3 AI Trends Identified by Gartner to Look Out for in 2024
Summary
- Gartner destaca tres tendencias principales en materia de IA para 2024: la IA en el borde, la IA responsable y la IA centrada en los datos.
- La IA en el borde acerca el procesamiento a los lugares donde se generan los datos, lo que mejora la velocidad, la capacidad de respuesta, la privacidad y la eficiencia.
- La IA responsable se centra en hacer que la IA sea más transparente, fiable, segura y ética.
- La IA centrada en los datos hace hincapié en que el rendimiento de la IA depende en gran medida de la calidad, la diversidad y la gestión de los datos, y no solo de los algoritmos.
- En conjunto, estas tendencias ponen de manifiesto que el futuro de la IA depende de una implementación más rápida, unos principios éticos más sólidos y unas bases de datos más sólidas.
Gartner is the world’s leading data research and advisory firm. At the Gartner Data & Analytics Summit 2023, the firm shared its vision of the key trends likely to impact and shape the future of Data Science and Machine Learning. Here’s a look back at the 3 AI trends to watch for your business in 2024.

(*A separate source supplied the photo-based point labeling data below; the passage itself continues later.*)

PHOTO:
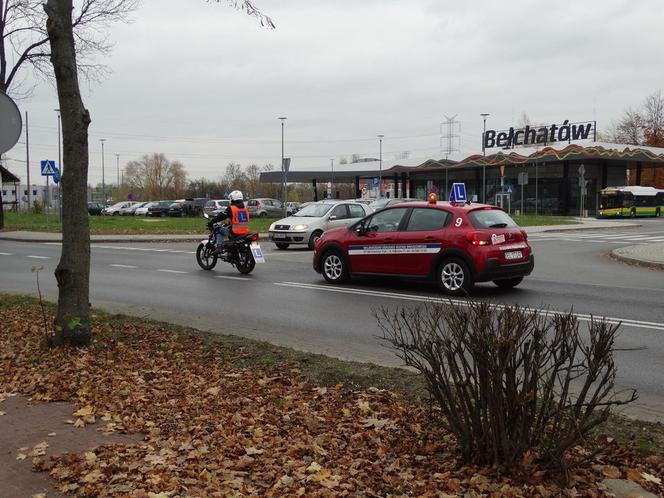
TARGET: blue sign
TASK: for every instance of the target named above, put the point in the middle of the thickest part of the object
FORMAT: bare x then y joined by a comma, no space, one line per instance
48,168
458,192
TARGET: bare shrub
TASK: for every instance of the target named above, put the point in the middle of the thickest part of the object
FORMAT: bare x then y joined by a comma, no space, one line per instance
509,381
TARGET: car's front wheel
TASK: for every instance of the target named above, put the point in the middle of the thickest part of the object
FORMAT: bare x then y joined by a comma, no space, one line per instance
454,277
335,268
508,283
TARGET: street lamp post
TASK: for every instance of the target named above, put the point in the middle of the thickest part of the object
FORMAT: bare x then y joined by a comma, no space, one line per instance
484,115
103,174
283,166
380,167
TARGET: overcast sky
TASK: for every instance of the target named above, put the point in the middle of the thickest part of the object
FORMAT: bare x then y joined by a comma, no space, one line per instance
205,84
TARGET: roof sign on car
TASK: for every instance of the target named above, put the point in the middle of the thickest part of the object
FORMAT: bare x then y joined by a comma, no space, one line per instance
458,192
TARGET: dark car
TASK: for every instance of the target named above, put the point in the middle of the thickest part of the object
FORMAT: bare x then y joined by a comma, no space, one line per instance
454,244
159,208
95,208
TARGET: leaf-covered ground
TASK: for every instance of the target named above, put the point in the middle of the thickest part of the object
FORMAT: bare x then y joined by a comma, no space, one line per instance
212,428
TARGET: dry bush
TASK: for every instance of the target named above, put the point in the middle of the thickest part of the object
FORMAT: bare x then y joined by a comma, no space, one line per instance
512,383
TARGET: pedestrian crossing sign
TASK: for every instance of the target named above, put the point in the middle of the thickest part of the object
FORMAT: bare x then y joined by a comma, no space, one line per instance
48,168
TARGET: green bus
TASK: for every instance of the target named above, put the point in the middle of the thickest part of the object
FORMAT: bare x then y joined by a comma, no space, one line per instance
623,202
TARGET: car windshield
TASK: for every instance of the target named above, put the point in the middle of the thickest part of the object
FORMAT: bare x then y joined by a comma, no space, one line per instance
379,204
491,218
314,210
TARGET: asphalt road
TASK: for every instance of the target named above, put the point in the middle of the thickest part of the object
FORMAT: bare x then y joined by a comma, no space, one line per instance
285,302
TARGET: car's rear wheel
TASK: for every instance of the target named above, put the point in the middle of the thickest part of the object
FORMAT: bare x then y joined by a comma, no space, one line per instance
508,283
205,256
335,268
314,238
454,277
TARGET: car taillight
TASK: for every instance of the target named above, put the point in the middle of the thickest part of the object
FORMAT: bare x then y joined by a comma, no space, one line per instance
478,238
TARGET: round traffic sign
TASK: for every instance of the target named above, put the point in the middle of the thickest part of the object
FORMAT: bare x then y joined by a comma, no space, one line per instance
10,123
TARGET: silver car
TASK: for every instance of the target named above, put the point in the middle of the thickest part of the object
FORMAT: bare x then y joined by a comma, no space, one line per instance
307,225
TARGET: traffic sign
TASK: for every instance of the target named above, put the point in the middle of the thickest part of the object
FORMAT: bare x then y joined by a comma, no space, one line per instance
458,192
48,168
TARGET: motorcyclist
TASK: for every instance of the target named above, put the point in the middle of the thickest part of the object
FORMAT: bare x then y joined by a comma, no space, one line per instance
238,215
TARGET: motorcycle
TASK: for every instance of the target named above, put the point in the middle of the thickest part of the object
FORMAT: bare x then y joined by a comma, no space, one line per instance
242,252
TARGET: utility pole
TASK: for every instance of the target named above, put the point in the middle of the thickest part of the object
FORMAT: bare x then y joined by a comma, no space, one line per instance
103,176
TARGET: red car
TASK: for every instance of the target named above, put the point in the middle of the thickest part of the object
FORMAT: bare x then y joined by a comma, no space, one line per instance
455,244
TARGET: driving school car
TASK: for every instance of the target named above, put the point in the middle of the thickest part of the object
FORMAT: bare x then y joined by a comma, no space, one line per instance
455,244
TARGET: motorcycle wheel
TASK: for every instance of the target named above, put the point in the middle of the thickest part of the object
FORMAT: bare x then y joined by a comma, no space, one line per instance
245,260
206,257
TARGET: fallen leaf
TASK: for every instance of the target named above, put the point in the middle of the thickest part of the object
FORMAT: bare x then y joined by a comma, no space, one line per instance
84,412
651,478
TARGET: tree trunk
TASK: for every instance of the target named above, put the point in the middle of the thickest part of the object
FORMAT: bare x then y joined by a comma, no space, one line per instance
72,322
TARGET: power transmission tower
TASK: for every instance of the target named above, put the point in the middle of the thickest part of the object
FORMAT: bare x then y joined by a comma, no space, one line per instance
448,140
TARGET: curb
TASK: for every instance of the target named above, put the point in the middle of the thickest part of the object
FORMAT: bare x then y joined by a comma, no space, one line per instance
581,229
636,262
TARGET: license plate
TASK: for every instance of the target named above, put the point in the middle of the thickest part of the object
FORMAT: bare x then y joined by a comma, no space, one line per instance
258,253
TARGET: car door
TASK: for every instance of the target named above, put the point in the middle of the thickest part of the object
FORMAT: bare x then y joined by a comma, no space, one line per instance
372,249
337,217
421,240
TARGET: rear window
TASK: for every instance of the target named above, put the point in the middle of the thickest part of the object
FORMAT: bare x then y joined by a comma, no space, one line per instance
491,218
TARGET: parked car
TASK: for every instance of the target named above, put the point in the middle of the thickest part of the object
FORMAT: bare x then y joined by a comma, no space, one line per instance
308,224
143,210
265,207
384,202
159,208
114,210
95,208
454,244
175,209
215,205
292,207
130,210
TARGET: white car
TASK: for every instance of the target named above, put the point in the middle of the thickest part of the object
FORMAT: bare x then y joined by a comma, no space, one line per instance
143,210
307,225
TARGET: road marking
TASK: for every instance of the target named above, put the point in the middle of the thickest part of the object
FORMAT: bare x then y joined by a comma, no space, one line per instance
431,299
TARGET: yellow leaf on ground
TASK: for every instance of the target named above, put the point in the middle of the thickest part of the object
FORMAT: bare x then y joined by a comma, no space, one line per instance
84,412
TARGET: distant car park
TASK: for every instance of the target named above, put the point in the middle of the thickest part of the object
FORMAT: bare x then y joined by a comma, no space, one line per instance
95,208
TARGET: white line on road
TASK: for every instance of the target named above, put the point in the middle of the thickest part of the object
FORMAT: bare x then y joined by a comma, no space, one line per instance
410,297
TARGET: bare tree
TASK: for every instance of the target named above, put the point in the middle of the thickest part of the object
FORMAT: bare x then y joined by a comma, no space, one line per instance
73,271
24,38
156,176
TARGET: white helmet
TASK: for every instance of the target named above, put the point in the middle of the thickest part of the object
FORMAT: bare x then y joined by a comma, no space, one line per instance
235,195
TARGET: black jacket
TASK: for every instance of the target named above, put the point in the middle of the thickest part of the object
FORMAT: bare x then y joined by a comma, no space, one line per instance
225,213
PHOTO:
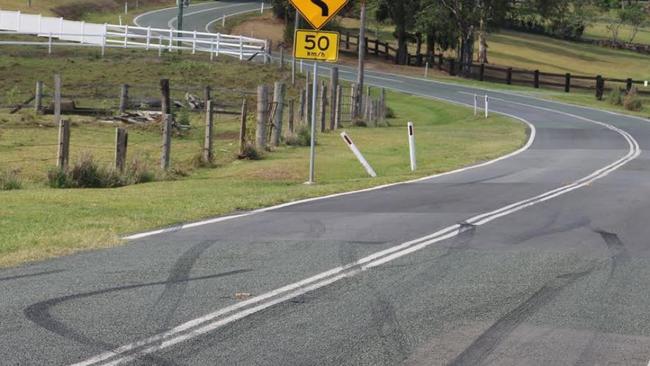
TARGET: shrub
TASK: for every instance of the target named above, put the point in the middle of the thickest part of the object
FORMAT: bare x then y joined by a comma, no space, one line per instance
301,138
10,181
85,173
250,153
615,97
632,102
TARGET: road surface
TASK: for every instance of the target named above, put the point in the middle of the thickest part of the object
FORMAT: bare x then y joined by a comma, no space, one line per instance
539,258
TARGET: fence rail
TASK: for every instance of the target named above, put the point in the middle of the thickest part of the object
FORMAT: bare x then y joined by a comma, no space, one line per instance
61,32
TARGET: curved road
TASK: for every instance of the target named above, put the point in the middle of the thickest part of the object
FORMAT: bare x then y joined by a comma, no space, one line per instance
539,258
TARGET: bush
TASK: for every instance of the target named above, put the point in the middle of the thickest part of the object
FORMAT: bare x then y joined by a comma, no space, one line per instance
250,153
615,97
85,173
10,181
632,102
301,138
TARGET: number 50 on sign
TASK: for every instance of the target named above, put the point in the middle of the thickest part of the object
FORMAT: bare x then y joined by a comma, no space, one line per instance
315,45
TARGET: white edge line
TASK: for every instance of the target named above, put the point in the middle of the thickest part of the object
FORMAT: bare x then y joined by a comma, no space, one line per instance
531,139
338,273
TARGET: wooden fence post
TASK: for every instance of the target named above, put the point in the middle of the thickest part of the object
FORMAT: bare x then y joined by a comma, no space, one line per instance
262,116
207,155
165,102
63,156
242,126
334,87
57,98
121,144
291,115
323,106
207,93
600,87
382,105
339,104
38,97
124,98
278,99
165,157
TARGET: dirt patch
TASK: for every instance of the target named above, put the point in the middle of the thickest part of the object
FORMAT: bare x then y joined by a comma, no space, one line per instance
265,26
76,10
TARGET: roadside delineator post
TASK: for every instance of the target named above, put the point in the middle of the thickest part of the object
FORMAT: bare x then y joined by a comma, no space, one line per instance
411,134
358,154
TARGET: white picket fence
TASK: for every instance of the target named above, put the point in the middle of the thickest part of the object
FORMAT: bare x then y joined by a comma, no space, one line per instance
61,32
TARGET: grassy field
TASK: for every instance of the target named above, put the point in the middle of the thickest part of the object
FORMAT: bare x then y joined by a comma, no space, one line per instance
39,222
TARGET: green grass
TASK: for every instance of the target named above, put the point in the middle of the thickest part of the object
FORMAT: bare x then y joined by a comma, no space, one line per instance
39,222
598,30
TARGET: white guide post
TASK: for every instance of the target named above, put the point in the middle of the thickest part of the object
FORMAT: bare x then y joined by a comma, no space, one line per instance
411,133
358,154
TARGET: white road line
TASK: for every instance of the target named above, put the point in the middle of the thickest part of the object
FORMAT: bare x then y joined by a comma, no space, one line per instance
207,26
136,20
170,23
230,314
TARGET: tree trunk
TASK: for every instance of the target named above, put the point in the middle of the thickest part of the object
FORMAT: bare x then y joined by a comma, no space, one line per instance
362,54
482,45
402,45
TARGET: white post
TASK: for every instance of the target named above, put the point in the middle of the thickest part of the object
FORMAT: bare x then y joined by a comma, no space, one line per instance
411,134
357,153
104,39
312,151
83,25
126,35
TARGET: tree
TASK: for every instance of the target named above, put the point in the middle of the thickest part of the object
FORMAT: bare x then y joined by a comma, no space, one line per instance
402,13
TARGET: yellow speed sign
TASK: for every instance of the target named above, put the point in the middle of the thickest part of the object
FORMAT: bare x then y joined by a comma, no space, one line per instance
316,45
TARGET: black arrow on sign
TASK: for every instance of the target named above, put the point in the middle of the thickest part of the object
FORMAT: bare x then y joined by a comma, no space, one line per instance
323,6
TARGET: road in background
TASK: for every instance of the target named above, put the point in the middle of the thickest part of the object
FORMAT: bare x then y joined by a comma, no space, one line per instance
556,271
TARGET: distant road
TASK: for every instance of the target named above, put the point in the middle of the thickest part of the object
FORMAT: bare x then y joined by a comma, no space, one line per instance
539,258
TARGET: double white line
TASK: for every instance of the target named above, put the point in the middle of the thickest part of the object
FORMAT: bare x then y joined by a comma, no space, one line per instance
219,318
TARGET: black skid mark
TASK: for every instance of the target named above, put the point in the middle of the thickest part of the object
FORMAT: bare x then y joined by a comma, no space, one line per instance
39,314
487,342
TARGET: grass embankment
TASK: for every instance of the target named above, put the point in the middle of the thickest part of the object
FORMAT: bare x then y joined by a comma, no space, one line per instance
96,11
39,222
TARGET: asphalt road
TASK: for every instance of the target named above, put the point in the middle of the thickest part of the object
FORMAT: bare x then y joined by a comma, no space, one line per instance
540,258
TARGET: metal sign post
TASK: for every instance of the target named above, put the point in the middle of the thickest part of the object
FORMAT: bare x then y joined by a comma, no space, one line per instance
312,152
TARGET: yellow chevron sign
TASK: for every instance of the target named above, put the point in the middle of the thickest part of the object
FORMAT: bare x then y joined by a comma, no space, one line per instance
318,12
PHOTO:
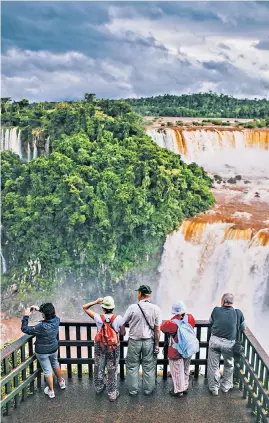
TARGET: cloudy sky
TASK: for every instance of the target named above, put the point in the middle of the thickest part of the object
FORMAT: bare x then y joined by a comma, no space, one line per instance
60,50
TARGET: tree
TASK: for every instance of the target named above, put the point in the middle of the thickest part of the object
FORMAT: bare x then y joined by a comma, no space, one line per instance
102,202
90,98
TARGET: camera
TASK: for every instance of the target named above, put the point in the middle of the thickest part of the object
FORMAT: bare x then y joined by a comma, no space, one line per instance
34,308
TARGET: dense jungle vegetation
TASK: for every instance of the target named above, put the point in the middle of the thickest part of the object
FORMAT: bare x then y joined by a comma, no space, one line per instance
201,105
99,205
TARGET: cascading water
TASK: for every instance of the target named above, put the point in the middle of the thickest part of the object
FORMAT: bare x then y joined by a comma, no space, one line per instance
35,150
28,152
47,147
11,140
4,265
227,248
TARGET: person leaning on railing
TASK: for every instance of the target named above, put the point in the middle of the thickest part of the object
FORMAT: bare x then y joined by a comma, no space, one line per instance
106,345
226,323
179,366
46,345
144,323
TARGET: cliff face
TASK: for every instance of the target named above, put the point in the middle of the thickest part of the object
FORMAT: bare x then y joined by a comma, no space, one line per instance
227,248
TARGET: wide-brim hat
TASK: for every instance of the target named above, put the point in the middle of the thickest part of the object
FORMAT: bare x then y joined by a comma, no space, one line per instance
144,289
108,303
178,308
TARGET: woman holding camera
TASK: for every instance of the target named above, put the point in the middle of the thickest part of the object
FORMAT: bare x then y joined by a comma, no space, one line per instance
46,345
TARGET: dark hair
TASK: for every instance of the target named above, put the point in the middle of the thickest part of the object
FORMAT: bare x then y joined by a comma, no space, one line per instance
106,310
47,309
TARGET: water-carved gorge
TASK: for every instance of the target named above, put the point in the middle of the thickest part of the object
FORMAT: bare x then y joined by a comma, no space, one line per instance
226,248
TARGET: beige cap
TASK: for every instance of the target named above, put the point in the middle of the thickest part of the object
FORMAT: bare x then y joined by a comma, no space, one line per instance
108,303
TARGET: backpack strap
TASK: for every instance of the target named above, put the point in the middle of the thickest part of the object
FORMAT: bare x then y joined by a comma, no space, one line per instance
113,317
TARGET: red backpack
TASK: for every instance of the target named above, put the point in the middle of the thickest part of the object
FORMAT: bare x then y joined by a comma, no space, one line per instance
107,336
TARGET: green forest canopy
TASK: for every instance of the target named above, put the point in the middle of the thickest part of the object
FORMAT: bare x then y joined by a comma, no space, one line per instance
100,205
201,105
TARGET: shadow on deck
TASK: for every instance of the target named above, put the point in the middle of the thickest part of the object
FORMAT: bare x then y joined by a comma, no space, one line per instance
79,403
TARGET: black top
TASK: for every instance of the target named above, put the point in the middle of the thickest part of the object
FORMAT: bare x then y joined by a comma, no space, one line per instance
224,320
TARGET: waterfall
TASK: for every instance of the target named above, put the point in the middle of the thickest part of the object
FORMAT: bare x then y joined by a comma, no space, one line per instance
227,248
11,140
6,143
28,152
47,147
4,266
215,148
2,142
200,262
35,149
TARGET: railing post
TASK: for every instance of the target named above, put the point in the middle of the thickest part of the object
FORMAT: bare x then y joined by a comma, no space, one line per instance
165,357
89,338
68,351
208,335
197,355
79,366
122,357
8,386
31,367
16,378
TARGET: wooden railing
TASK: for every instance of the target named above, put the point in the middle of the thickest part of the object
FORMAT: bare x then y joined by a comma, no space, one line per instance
72,355
253,371
21,373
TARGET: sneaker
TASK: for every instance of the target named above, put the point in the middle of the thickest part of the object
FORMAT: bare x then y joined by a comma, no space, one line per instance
115,399
102,390
62,383
215,393
48,392
225,390
176,394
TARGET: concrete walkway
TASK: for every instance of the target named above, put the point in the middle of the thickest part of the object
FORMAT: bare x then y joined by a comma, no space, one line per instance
79,404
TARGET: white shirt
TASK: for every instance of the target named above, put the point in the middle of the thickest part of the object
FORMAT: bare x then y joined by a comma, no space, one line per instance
118,322
139,329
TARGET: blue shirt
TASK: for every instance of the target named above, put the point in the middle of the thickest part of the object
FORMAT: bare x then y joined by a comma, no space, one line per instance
46,333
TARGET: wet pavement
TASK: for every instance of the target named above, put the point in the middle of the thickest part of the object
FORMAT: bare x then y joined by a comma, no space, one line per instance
79,403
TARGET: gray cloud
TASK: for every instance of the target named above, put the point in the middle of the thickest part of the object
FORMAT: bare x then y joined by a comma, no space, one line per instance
262,45
60,50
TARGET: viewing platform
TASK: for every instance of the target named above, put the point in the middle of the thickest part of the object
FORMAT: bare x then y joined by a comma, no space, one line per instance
23,399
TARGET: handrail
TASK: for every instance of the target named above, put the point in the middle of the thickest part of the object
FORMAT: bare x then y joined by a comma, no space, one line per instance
257,347
20,373
5,352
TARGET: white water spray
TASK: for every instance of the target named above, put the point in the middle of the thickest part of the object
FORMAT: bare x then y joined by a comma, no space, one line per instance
205,258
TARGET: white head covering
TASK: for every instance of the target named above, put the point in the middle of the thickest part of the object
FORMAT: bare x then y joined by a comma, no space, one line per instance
179,308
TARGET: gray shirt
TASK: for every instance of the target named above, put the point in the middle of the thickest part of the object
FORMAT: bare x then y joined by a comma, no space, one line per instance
139,329
224,320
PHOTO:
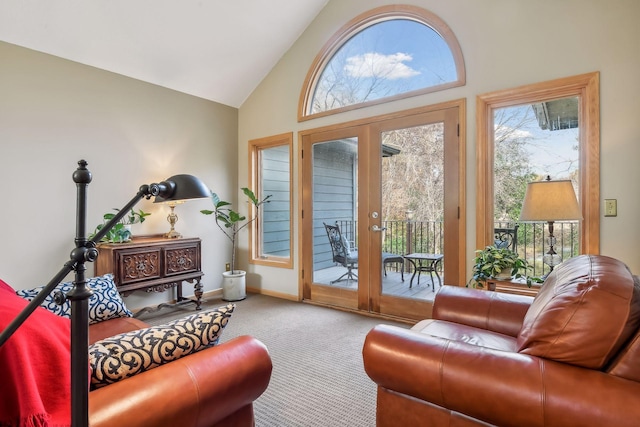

En su Cumbre sobre Datos y Análisis celebrada en Sídney el pasado verano, Gartner esbozó las tendencias clave que influirán en el futuro de la ciencia de datos y el aprendizaje automático (DSML). En un momento en el que muchos sectores se ven afectados por el auge del uso de la IA en las empresas, la consultora destaca la creciente importancia de los datos en la inteligencia artificial, que está emprendiendo un camino más ético y responsable.
Trend #1: Edge AI as a Promise of Responsiveness
Una de las tendencias señaladas por Gartner para 2024 es la IA en el borde (Edge AI). Permite realizar cálculos cerca del lugar donde se recopilan los datos, lo que elimina la necesidad de un centro de computación en la nube centralizado o de un centro de datos externo. Esto favorece la toma de decisiones inteligentes con mayor rapidez, sin necesidad de conectarse a la nube ni a centros de datos remotos. Al permitir una ejecución más rápida de los algoritmos de IA, se reduce la latencia y los sistemas responden con mayor rapidez.
Edge AI applies to IoTs, taking advantage of available local computing power. This approach is crucial for applications requiring real-time decision-making, such as autonomous driving or smart medical devices. Edge AI also offers advantages in terms of data confidentiality and security. Indeed, because certain sensitive information can be processed locally without being transmitted to remote servers, this eliminates unnecessary data exposure to external threats.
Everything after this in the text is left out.